This may be so, but I think, honestly, not..
All sorts of lathes by thousands have been used on ships and boats of all types for decades and worked fine.
As you said, if it has an accurate-to-lathe-body (spindle) subframe, this will be a great help, and You can just move it / chuck the subframe into any place and it will be fine.
No personal experience on that lathe.
But boats/yachts/ships twist, quite a lot, in machinist terms.
This does not hurt any lathe, but for top-accuracy the lathes should theoretically be soft-mounted on relatively rigid subframes.
Afaik, this is not routinely done.
A huge nr of manual lathes are on soft mounts and do excellent work.
The common wisdom and factory recommendation on manual lathes is soft mounts.
I am not advocating/insisting on soft mounts ...

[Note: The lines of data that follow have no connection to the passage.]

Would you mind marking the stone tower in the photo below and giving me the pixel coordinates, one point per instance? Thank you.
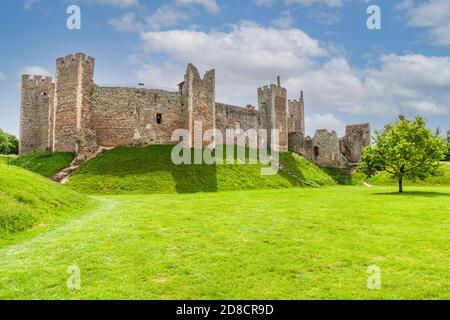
(200, 96)
(36, 131)
(272, 102)
(296, 115)
(74, 87)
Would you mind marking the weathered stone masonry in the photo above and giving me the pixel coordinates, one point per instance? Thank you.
(76, 115)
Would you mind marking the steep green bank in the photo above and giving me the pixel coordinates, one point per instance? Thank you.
(150, 169)
(46, 164)
(29, 200)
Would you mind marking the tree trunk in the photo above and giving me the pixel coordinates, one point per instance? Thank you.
(400, 185)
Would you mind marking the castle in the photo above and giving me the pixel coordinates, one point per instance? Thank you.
(73, 114)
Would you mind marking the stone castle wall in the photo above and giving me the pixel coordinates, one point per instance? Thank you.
(272, 102)
(36, 113)
(129, 116)
(296, 115)
(74, 87)
(75, 115)
(200, 97)
(233, 117)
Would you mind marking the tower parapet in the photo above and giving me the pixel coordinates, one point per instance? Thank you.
(74, 87)
(272, 102)
(36, 112)
(200, 95)
(296, 115)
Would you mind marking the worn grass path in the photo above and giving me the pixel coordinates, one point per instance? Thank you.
(272, 244)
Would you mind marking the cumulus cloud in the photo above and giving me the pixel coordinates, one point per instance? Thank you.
(118, 3)
(35, 70)
(165, 16)
(329, 3)
(284, 21)
(250, 55)
(210, 5)
(434, 15)
(324, 121)
(124, 23)
(28, 4)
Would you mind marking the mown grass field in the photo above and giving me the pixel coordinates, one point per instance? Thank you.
(46, 164)
(302, 243)
(150, 170)
(28, 200)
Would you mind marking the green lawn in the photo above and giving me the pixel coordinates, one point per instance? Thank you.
(46, 164)
(28, 200)
(150, 169)
(272, 244)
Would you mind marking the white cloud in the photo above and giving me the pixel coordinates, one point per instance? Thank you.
(284, 21)
(249, 56)
(210, 5)
(118, 3)
(165, 16)
(124, 23)
(330, 3)
(28, 4)
(265, 3)
(433, 15)
(35, 70)
(324, 121)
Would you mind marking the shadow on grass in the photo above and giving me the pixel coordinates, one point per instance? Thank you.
(427, 194)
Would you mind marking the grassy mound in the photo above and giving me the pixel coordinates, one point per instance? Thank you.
(6, 159)
(46, 164)
(150, 170)
(28, 199)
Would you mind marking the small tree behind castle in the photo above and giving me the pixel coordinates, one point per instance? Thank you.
(447, 157)
(404, 149)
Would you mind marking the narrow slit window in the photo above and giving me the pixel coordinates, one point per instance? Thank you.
(316, 151)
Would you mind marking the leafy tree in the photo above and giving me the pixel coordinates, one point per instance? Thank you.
(8, 143)
(13, 144)
(404, 149)
(448, 146)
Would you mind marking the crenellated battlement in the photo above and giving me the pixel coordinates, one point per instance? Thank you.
(70, 113)
(36, 80)
(75, 58)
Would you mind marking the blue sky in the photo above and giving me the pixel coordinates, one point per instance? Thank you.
(350, 74)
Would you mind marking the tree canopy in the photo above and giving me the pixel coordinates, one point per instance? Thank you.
(404, 149)
(8, 143)
(447, 157)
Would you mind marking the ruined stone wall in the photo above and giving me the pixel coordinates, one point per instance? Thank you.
(128, 116)
(356, 138)
(200, 96)
(74, 85)
(231, 117)
(296, 142)
(296, 115)
(36, 110)
(272, 102)
(324, 149)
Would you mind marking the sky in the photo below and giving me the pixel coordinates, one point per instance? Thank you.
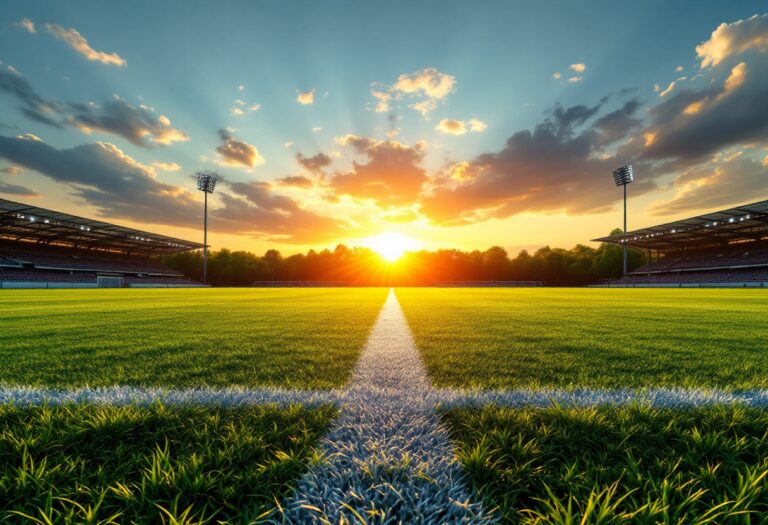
(453, 124)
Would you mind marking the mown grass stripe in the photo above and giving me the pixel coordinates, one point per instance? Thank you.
(389, 459)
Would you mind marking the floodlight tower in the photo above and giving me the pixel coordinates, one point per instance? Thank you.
(206, 182)
(623, 176)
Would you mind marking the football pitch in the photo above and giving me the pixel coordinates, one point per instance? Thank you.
(374, 407)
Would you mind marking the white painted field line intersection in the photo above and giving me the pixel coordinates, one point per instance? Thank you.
(388, 459)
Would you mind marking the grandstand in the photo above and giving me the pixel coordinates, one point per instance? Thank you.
(41, 248)
(727, 248)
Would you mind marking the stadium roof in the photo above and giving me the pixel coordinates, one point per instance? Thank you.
(24, 222)
(742, 223)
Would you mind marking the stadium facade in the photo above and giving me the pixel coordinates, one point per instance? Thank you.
(726, 248)
(41, 248)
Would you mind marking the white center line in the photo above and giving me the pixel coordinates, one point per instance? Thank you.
(388, 459)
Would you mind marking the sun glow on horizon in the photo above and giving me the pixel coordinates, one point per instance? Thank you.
(392, 245)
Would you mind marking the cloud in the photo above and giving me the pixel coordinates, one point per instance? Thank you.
(235, 152)
(392, 173)
(451, 127)
(306, 98)
(695, 122)
(298, 181)
(725, 182)
(254, 208)
(12, 170)
(476, 125)
(33, 106)
(27, 25)
(15, 189)
(617, 124)
(78, 42)
(460, 127)
(556, 167)
(736, 79)
(138, 124)
(314, 164)
(426, 88)
(105, 177)
(166, 166)
(382, 100)
(429, 82)
(30, 136)
(733, 39)
(670, 87)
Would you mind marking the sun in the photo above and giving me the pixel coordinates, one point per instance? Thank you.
(391, 246)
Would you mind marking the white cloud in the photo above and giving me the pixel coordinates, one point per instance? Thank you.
(166, 166)
(476, 125)
(306, 98)
(78, 42)
(27, 25)
(451, 127)
(734, 38)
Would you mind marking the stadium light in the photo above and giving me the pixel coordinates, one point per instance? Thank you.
(206, 182)
(623, 176)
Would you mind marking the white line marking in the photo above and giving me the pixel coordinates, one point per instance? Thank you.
(388, 458)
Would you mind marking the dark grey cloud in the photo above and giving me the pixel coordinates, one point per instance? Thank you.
(138, 124)
(33, 106)
(119, 187)
(716, 185)
(617, 124)
(15, 189)
(105, 177)
(315, 163)
(252, 208)
(392, 173)
(235, 152)
(556, 167)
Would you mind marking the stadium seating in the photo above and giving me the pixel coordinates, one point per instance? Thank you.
(53, 266)
(52, 257)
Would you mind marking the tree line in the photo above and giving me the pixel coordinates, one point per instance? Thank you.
(362, 266)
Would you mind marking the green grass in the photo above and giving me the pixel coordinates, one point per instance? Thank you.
(566, 338)
(617, 465)
(148, 465)
(299, 338)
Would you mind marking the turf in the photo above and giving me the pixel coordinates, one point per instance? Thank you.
(617, 465)
(157, 464)
(297, 338)
(599, 338)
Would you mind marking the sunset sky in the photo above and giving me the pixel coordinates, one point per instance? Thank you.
(456, 124)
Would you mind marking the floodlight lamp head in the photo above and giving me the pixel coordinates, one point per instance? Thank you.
(623, 176)
(206, 181)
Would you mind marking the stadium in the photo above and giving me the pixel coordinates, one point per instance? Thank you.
(42, 248)
(414, 301)
(726, 248)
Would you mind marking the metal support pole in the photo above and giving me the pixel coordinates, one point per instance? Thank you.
(205, 239)
(625, 229)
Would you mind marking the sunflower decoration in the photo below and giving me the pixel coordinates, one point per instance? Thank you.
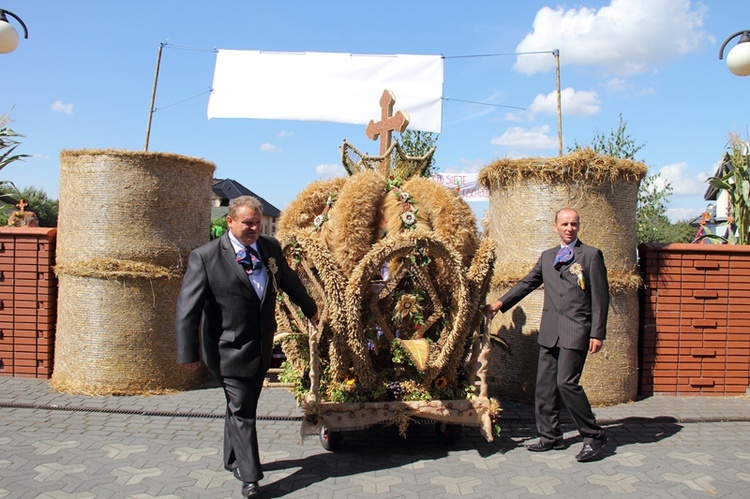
(407, 306)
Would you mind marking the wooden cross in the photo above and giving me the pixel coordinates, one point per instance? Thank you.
(387, 124)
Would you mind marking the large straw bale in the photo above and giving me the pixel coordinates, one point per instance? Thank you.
(115, 336)
(132, 205)
(524, 196)
(128, 221)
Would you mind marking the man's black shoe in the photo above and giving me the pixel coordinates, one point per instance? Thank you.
(590, 451)
(250, 489)
(545, 445)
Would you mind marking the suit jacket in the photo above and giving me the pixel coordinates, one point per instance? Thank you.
(238, 327)
(570, 315)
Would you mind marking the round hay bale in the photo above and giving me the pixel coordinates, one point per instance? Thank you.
(127, 223)
(524, 196)
(114, 338)
(141, 206)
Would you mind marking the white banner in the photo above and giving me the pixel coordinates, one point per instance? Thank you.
(321, 86)
(466, 183)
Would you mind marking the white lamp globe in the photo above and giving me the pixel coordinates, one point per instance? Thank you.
(738, 59)
(8, 38)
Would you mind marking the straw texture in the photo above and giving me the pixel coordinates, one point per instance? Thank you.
(524, 196)
(128, 221)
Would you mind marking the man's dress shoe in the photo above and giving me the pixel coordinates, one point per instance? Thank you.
(590, 451)
(545, 445)
(250, 489)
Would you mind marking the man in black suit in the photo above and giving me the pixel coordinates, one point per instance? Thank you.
(574, 324)
(231, 284)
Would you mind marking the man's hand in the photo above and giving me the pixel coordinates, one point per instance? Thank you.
(595, 345)
(492, 308)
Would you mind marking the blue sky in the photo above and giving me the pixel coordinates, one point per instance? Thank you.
(83, 79)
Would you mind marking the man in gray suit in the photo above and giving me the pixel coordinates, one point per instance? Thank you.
(574, 324)
(231, 284)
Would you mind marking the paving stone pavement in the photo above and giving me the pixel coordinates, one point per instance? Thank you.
(169, 446)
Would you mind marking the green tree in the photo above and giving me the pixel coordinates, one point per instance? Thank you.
(416, 143)
(38, 202)
(652, 223)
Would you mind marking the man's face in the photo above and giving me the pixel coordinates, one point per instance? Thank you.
(246, 225)
(566, 225)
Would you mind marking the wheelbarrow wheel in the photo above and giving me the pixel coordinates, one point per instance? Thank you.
(330, 440)
(448, 434)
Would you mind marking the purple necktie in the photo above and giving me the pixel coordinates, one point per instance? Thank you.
(564, 256)
(249, 259)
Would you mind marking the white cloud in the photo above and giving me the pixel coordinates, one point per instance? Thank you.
(59, 107)
(532, 138)
(678, 214)
(580, 103)
(683, 183)
(618, 85)
(330, 170)
(466, 166)
(624, 38)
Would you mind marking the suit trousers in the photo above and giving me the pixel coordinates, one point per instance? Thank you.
(240, 435)
(557, 380)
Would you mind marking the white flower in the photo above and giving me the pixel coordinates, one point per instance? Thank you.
(408, 218)
(577, 270)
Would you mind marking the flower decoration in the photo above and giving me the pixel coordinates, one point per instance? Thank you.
(273, 269)
(577, 270)
(408, 218)
(319, 220)
(407, 305)
(407, 202)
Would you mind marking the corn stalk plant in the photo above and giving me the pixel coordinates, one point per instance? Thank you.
(736, 183)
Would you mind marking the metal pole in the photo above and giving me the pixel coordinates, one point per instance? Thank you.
(556, 53)
(153, 96)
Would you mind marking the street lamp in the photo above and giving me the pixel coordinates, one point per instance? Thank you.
(738, 59)
(8, 34)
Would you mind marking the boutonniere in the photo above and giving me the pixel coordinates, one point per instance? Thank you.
(273, 269)
(577, 270)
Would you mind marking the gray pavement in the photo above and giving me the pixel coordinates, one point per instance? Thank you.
(169, 446)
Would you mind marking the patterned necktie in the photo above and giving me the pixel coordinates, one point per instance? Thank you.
(564, 255)
(249, 259)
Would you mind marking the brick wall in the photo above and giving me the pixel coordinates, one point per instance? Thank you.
(695, 319)
(28, 301)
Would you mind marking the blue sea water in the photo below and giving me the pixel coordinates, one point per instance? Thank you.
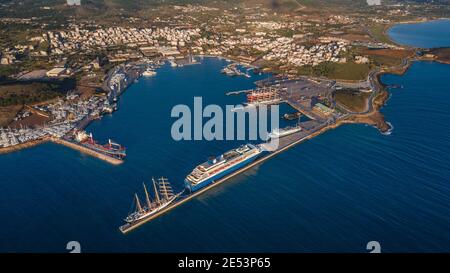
(335, 192)
(425, 35)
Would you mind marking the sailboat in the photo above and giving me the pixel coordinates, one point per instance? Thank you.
(163, 197)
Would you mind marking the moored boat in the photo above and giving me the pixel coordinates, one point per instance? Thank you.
(218, 167)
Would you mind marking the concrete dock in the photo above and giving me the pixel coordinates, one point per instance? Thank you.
(109, 159)
(287, 142)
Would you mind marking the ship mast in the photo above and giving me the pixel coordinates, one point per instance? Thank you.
(147, 197)
(138, 204)
(156, 191)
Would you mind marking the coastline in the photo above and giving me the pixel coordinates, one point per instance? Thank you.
(21, 146)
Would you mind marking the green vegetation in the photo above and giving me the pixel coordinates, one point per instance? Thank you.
(377, 31)
(353, 100)
(19, 93)
(341, 71)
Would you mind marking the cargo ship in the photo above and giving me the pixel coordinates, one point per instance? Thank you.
(111, 149)
(218, 167)
(163, 197)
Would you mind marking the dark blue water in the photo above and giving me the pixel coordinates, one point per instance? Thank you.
(333, 193)
(425, 35)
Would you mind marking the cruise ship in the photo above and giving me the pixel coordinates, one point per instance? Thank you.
(149, 73)
(216, 168)
(277, 132)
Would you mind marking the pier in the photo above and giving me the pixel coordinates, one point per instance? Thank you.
(109, 159)
(286, 143)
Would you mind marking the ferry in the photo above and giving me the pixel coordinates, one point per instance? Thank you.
(110, 149)
(277, 132)
(216, 168)
(163, 197)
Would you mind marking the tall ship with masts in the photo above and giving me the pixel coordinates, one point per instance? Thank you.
(163, 196)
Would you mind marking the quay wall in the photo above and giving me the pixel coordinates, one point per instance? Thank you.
(88, 151)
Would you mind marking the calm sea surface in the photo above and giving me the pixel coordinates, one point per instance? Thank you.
(336, 192)
(425, 35)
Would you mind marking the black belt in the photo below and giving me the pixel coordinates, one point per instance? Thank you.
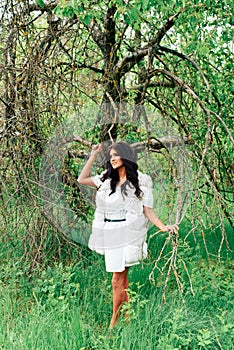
(114, 220)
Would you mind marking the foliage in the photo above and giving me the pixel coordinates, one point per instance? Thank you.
(59, 307)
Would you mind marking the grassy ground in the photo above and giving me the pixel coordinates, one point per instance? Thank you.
(68, 306)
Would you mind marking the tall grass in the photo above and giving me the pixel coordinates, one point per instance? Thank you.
(68, 306)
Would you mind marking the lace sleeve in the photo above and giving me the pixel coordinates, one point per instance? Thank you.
(146, 186)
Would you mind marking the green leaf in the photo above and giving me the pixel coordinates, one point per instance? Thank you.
(40, 3)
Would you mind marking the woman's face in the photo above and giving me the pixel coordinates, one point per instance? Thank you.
(115, 160)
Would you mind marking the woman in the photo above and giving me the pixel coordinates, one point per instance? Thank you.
(124, 203)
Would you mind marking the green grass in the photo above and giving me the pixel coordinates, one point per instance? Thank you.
(68, 305)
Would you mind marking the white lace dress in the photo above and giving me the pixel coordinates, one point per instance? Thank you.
(120, 226)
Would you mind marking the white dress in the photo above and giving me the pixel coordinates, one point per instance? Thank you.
(121, 241)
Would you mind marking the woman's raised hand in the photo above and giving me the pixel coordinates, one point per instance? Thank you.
(96, 148)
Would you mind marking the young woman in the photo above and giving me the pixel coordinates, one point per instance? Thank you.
(124, 203)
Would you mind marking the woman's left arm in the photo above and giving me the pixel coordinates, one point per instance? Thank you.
(149, 213)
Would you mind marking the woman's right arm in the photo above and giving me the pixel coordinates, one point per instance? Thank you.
(85, 178)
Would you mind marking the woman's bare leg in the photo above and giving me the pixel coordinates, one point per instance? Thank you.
(119, 285)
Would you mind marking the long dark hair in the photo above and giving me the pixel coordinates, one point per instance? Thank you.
(128, 157)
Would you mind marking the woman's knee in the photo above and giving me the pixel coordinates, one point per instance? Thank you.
(118, 280)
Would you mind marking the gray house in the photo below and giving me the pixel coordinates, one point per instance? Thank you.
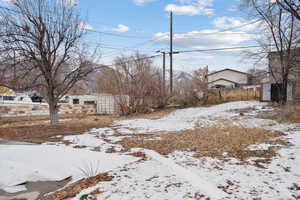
(271, 85)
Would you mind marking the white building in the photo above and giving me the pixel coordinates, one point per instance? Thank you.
(227, 78)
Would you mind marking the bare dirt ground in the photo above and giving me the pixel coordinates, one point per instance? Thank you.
(38, 129)
(209, 142)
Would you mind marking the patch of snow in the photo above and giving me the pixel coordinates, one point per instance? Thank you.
(22, 163)
(144, 180)
(91, 141)
(244, 181)
(198, 182)
(184, 119)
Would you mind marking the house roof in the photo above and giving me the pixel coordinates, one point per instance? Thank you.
(223, 79)
(227, 69)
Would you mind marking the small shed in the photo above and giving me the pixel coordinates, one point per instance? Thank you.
(227, 78)
(270, 92)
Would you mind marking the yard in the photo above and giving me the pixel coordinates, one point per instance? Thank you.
(234, 150)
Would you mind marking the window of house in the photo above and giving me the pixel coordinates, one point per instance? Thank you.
(89, 102)
(75, 101)
(8, 98)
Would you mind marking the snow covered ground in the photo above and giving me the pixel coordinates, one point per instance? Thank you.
(176, 176)
(22, 163)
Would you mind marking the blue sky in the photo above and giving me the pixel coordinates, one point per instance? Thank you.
(143, 25)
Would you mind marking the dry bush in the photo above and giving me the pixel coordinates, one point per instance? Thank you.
(211, 141)
(216, 96)
(72, 190)
(137, 77)
(289, 113)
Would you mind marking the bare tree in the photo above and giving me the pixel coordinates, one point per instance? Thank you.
(291, 6)
(45, 38)
(279, 40)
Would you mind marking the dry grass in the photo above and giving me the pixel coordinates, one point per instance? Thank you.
(75, 188)
(42, 132)
(231, 95)
(212, 142)
(38, 129)
(289, 113)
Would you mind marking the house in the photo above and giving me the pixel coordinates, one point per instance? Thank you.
(271, 86)
(227, 78)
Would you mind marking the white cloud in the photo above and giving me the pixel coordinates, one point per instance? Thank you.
(205, 39)
(192, 7)
(85, 26)
(72, 2)
(142, 2)
(121, 28)
(231, 22)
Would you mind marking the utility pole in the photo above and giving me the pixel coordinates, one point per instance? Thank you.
(164, 73)
(171, 52)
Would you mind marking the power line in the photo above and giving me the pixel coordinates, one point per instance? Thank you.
(219, 49)
(132, 60)
(116, 34)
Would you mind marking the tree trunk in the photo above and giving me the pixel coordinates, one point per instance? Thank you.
(53, 110)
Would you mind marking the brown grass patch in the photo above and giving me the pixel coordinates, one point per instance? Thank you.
(38, 130)
(289, 113)
(39, 133)
(75, 188)
(212, 142)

just pointing out they are the common-average factory recommendation, and work well.
A hard mount is modern practice with big cnc turning centers (+vmcs), that are all soft and floppy, volumetrically.
Worth noting the 140 was designed to go on the back of a Army or Air Force 10 ton Truck or in the engineering shop of a ship, frigate or battle ship. So leveling is not essential but preferred.
That is why it is Near fatal to ever part the lathe from the special frame it is bolted to.
For that reason it is the only lathe I know that can be put on wheels and still stay accurate.